ScanItem is a single/atomic item output from a SearchSpace.Scan.

type ScoreItem

type ScoreItem struct {
	Distancer Distancer
	// Score is the 'distance' between a query vec and a neighbor candidate.
	Score float64
	// Set is false if this instance is in a default unset state.
	Set bool
}

type ScoreItems

type ScoreItems []ScoreItem

ScoreItems is <[]ScoreItem>, used for method attachment.

func (ScoreItems) BubbleInsert

func (items ScoreItems) BubbleInsert(insertee ScoreItem, ascending bool)

BubbleInsert either bubbles up- or bubbles down the insertee into the slice, based on the 'ascending' arg and the 'score' within _all_ 'ScoreItems', including the ones in the slice this method is attached to. It assumes that all elements in the slice are already sorted in the way that is specified by the ascending arg, otherwise it won't work as expected, so be sure to insert any ScoreItem into the slice with this method.

func (ScoreItems) Trim

func (items ScoreItems) Trim() ScoreItems

Trim removes zero-value elements from the slice.

type SearchSpace

type SearchSpace struct {
	// contains filtered or unexported fields
}

SearchSpace is a keeper and scanner of DistancerContainer(s). It is intended to be one of many and will as such have sizing limitations (max capacity) so it's easier to keep in main memory.

func NewSearchSpace

func NewSearchSpace(maxCap int) (*SearchSpace, bool)

NewSearchSpace is a factory func for the SearchSpace T. Only requirement is a maximum capacity -- return will be false if that is < 1.

func (*SearchSpace) AddSearchable

func (ss *SearchSpace) AddSearchable(dc DistancerContainer) bool

AddSearchable is the only way of adding data to this search space (do look at the clean() and clear() methods, those are the only way to delete data). There are a few rules for adding data here:

  • All of vectors must be of equal length. To be specific, all integers from dc.Distancer().Dim() must be the same.
  • The rule above does not apply if the SearchSpace.Len() == 0.
  • SearchSpace.Len() will never be greater than SearchSpace.Cap(). So if SearchSpace.Len() >= SearchSpace.Cap(), then theis will abort.

func (*SearchSpace) Cap

func (ss *SearchSpace) Cap() int

Cap gives the current capacity of the search space.

func (*SearchSpace) Clean

func (ss *SearchSpace) Clean()

Clean is a controlled way of deleting data in this search space. DistancerContainer kept in this type can either give a valid mathx.Distancer or a nil -- the latter is interpreted as a mark for deletion and will be removed when calling this Clean() method.

func (*SearchSpace) Clear

func (ss *SearchSpace) Clear() []DistancerContainer

Clear will reset the inner data slice and return the old slice.

func (*SearchSpace) Dim

func (ss *SearchSpace) Dim() int

Dim returns the dimension of all internal data (if any). Note that the dim can/will be overridden when SearchSpace.Len() = 0. This is handled automatically when adding new data with SearchSpace.AddSearchable(...).

func (*SearchSpace) Len

func (ss *SearchSpace) Len() int

Len gives the current len of the search space.

func (*SearchSpace) Scan

func (ss *SearchSpace) Scan(args SearchSpaceScanArgs) (ScanChan, bool)

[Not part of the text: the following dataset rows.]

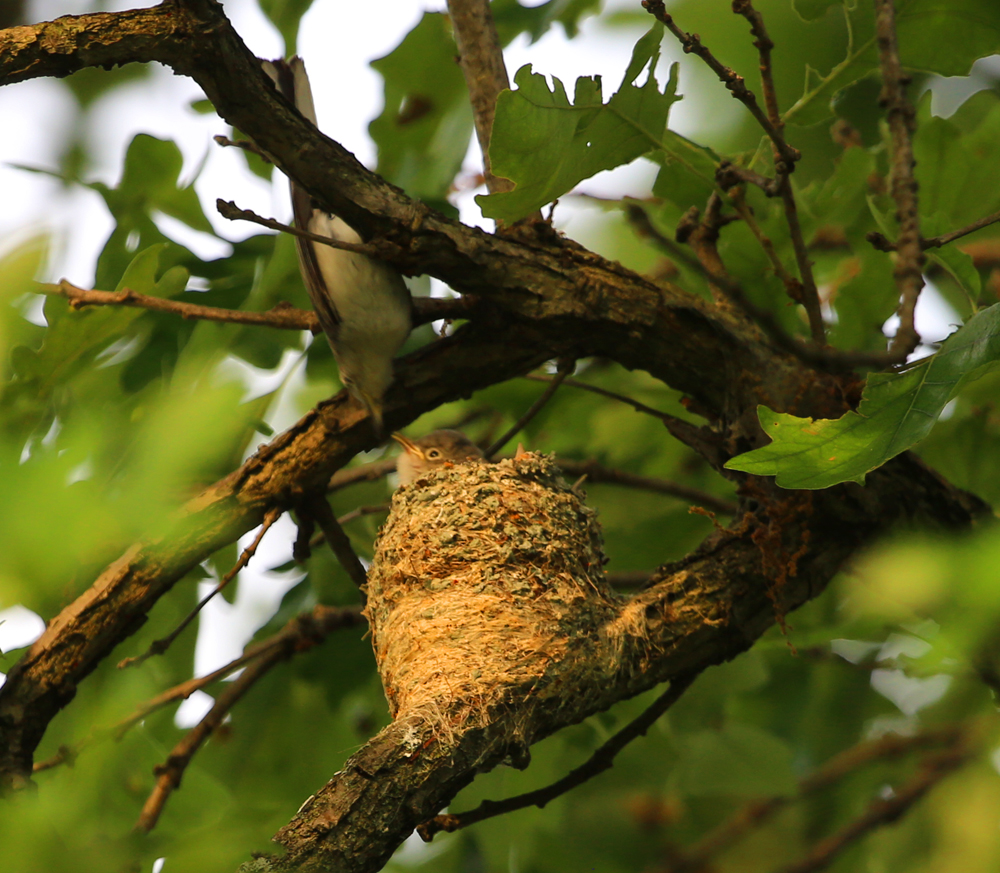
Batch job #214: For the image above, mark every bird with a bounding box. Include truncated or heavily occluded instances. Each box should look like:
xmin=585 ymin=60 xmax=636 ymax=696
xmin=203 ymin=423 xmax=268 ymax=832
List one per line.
xmin=264 ymin=55 xmax=413 ymax=438
xmin=392 ymin=430 xmax=485 ymax=485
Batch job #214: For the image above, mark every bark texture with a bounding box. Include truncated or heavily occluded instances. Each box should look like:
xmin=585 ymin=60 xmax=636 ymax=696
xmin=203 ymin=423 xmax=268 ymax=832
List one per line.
xmin=0 ymin=0 xmax=985 ymax=871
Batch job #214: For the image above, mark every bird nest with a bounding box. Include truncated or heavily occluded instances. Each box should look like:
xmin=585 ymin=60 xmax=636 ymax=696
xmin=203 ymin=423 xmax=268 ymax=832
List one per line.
xmin=366 ymin=454 xmax=620 ymax=729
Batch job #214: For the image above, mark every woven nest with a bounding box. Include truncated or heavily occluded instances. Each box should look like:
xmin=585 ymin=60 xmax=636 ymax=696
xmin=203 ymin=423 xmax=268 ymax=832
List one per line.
xmin=366 ymin=454 xmax=620 ymax=729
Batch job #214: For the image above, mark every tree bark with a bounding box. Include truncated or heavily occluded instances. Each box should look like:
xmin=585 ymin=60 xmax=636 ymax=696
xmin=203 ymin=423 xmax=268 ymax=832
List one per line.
xmin=0 ymin=0 xmax=986 ymax=871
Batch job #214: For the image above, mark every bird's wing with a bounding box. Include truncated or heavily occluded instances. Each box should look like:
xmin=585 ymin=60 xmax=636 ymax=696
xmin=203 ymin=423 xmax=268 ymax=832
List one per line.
xmin=267 ymin=55 xmax=341 ymax=337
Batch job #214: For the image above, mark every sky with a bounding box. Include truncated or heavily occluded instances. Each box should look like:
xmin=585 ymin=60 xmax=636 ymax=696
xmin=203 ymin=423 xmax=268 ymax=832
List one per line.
xmin=0 ymin=0 xmax=672 ymax=700
xmin=0 ymin=0 xmax=981 ymax=708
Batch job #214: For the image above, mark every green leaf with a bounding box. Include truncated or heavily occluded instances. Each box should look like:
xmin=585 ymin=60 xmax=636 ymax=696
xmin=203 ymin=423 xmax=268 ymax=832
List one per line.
xmin=368 ymin=12 xmax=472 ymax=208
xmin=784 ymin=0 xmax=1000 ymax=125
xmin=260 ymin=0 xmax=312 ymax=56
xmin=490 ymin=0 xmax=601 ymax=45
xmin=476 ymin=23 xmax=678 ymax=222
xmin=926 ymin=246 xmax=983 ymax=312
xmin=674 ymin=724 xmax=796 ymax=797
xmin=726 ymin=304 xmax=1000 ymax=490
xmin=792 ymin=0 xmax=843 ymax=21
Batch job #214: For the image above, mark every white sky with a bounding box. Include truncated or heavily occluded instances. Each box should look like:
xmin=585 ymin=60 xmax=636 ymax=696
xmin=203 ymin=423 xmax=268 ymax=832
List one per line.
xmin=0 ymin=0 xmax=672 ymax=696
xmin=0 ymin=0 xmax=992 ymax=700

Scan starts a scanner worker which scans the SearchSpace (i.e not blocking). Returns is (ScanChan, true) if args.Ok() == true, else return is (nil, false). See SearchSpaceScanArgs and syncx.StageArgsPartial for more details. Note, scanner uses 'read mutex', so will not block multiple concurrent scans.

type SearchSpaceScanArgs

type SearchSpaceScanArgs struct {
	// Extend refers to the search extent. 1=scan whole searchspace, 0.5=half.
	// Must be >= 0.0 and <= 1.0.
	Extent float64
	syncx.StageArgsPartial
}

SearchSpaceScanArgs is intended for SearchSpace.Scan().

func (*SearchSpaceScanArgs) Ok

func (args *SearchSpaceScanArgs) Ok() bool

Ok validates SearchSpaceScanArgs. Returns true iff:

  • args.Extent > 0.0 and <= 1.0.
  • args.StageArgsPartial.Ok() is true.

type SearchSpaces

type SearchSpaces struct {
	// contains filtered or unexported fields
}

SearchSpaces is intended for managing a collection of SearchSpace (singular) instances and their data, specifically in the context of cleaning and scanning.

func NewSearchSpaces

func NewSearchSpaces(args NewSearchSpacesArgs) (*SearchSpaces, bool)

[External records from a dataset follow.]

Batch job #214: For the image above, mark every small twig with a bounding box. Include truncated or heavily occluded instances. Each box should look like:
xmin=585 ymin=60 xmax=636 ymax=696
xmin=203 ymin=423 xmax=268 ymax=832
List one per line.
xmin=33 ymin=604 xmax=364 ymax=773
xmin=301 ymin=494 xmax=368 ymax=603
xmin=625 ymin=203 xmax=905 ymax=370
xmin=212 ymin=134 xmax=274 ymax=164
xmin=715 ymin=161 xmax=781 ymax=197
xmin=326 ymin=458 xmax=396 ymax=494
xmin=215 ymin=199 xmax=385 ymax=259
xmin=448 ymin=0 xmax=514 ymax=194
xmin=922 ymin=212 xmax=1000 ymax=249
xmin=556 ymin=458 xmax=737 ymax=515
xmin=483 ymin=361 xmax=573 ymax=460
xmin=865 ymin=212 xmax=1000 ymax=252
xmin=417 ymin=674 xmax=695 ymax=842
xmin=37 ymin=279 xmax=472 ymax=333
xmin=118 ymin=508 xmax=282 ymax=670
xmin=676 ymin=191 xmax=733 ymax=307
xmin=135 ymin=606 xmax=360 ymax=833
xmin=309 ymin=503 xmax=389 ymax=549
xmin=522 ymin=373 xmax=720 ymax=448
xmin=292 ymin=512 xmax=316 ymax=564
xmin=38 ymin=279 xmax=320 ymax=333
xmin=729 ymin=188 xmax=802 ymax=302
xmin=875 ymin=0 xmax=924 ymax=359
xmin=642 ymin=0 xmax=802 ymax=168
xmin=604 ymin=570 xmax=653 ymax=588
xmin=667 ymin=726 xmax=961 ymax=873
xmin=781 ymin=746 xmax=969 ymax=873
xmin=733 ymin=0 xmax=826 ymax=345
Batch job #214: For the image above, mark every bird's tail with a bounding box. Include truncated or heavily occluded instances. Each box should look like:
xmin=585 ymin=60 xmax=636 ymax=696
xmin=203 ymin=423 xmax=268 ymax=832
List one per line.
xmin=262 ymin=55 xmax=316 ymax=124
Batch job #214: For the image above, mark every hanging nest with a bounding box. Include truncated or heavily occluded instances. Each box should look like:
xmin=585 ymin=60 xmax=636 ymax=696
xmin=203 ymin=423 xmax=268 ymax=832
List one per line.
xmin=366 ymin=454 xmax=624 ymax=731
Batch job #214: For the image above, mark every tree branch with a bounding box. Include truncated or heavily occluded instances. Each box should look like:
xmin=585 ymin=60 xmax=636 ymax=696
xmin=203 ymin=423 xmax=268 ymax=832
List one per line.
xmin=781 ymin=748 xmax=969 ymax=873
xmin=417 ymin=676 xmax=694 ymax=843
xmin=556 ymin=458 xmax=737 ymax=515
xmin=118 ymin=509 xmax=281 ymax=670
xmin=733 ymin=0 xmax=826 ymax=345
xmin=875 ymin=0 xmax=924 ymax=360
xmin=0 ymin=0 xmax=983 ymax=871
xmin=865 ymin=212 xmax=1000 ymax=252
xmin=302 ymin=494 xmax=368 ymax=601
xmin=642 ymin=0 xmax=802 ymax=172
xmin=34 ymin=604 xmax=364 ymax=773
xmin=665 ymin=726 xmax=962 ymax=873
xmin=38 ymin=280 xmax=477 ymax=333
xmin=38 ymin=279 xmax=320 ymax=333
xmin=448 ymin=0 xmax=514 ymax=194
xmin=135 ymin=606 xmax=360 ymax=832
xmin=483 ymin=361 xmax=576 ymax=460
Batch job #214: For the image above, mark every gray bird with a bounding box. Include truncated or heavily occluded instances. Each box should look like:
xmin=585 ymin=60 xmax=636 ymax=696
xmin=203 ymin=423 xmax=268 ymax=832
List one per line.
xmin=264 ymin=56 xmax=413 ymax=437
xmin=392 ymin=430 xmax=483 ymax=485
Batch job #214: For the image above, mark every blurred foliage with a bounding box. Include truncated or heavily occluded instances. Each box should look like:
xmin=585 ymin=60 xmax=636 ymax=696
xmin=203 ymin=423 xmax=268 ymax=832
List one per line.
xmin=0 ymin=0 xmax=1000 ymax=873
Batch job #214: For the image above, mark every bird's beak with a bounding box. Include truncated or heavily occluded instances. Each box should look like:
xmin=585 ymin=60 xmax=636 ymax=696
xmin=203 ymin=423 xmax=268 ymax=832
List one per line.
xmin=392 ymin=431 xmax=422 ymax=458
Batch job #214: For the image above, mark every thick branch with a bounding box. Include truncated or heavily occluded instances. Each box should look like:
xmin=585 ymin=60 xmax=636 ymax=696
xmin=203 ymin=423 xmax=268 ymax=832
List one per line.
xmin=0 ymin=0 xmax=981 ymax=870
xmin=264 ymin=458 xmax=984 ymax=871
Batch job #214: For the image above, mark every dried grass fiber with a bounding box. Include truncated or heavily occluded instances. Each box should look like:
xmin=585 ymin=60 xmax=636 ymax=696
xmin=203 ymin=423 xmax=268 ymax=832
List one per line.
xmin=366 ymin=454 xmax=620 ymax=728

NewSearchSpaces is a factory func for SearchSpaces T. Returns (nil, false) if args.Ok() == false.

func (*SearchSpaces) AddSearchable

func (ss *SearchSpaces) AddSearchable(dc DistancerContainer) bool

AddSearchable is the only way of adding data to this instance; specifically to internal SearchSpace instances. There is a set of conditions wehre data can't be added:

  • dc must not be nil.
  • dc.Distancer() must not be nil.
  • All distancer dimensions must be equal (dc.Distancer().Dim()); this rule does not apply if SearchSpaces.Len() == 0 and a new one is created.
  • None internal SearchSpace (singular) could add, due to their capacities,
  • Same as above _and_ if a new SearchSpace instance can't be created due to the capacity limit of this SearchSpaces instance.

func (*SearchSpaces) Cap

func (ss *SearchSpaces) Cap() int

Cap returns the capacity of the internal slice of SearchSpace instances.

func (*SearchSpaces) CheckMaintenance

func (ss *SearchSpaces) CheckMaintenance() bool

CheckMaintenance returns true if the maintenance task loop is active.

func (*SearchSpaces) Clean

func (ss *SearchSpaces) Clean()

Clean is a controlled way of deleting data in this instance. It calls the method with the same name on all internal SearchSpace (singular) instances and deletes the ones which get completely emptied (len of 0).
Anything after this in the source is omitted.